Though he’s played drums for over two decades, Matt Walker is perhaps best known as “That guy who replaced Jimmy Chamberlin in Smashing Pumpkins.” Walker was touring with Filter in support of that band’s debut, Short Bus, when they opened a few dates for Smashing Pumpkins in Europe. It just happened that a couple of months later The Pumpkins needed a new drummer to replace the booted Chamberlin. The day after the Filter tour ended, Walker auditioned for—and got—the Pumpkins gig.
Chamberlin eventually re-joined the band, but the experience left Walker with techniques he continues to incorporate into his playing style. “Touring with Filter,” he recalls, “the entire set was played to a click track. I had to be locked but still make the music feel like it was moving forward. I couldn’t be too much on top of it. But with The Pumpkins, Billy [Corgan] always wanted the music to be propelling forward tempo-wise, literally speeding up and launching choruses and bridges.
“Rushing like that was really difficult at first,” Walker admits, “because I’d spent my entire life practicing to be steady and consistent. Suddenly, I had to make this emotive, natural transition.” As a result, Matt says he’s learned to approach his playing more emotionally and less technically. “Even if I am playing to a click, I find a way to propel the arrangement from section to section.”
Walker is currently on the road promoting the self-titled debut by his new group, a modern-pop quartet called Cupcakes. The band’s buoyant new wave meets industrial pop finds Walker incorporating a variety of different drum feels on the record—bossa nova, industrial, new wave? but he claims he wasn’t consciously trying to vary his style. “The essence of Cupcakes is pretty haphazard, in that all of those things happened really unintentionally,” he explains. “It’s such an accidental band. Everybody plays the way they play, and that’s how it comes out.”

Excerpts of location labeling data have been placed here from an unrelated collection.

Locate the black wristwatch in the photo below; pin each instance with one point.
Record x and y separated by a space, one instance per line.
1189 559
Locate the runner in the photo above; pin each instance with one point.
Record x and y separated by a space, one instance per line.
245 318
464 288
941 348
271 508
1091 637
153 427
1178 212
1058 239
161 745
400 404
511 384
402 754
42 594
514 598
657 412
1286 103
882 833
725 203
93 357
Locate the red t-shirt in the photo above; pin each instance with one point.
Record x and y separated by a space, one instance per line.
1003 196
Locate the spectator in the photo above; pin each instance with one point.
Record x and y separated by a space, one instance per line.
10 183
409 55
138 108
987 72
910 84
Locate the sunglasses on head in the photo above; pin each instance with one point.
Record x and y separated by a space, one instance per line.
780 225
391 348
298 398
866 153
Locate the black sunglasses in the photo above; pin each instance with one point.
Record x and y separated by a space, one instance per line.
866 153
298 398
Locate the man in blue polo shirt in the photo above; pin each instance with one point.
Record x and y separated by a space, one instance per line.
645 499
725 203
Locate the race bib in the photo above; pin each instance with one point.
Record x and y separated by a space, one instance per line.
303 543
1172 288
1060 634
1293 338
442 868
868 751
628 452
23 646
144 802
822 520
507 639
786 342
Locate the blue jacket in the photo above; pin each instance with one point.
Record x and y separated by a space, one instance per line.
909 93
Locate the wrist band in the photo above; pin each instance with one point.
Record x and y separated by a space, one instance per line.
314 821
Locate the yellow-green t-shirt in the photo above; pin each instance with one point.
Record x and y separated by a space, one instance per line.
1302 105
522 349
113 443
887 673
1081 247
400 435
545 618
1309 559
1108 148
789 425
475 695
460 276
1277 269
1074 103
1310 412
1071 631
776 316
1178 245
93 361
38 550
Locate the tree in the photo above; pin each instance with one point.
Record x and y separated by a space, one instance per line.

One thing that’s no accident is the music’s old-school, electro-pop sound. “We’re all fans of the new wave artists of the ’80s, like The Cars. Those singles are so identifiable, even from the drum parts. That part is as essential to the song as the guitar riff or the melody. You know what song it is the second it comes on the radio.” Ensuring that each Cupcakes song has its individual identity, says Walker, “is probably the one thing that we are very conscious of.”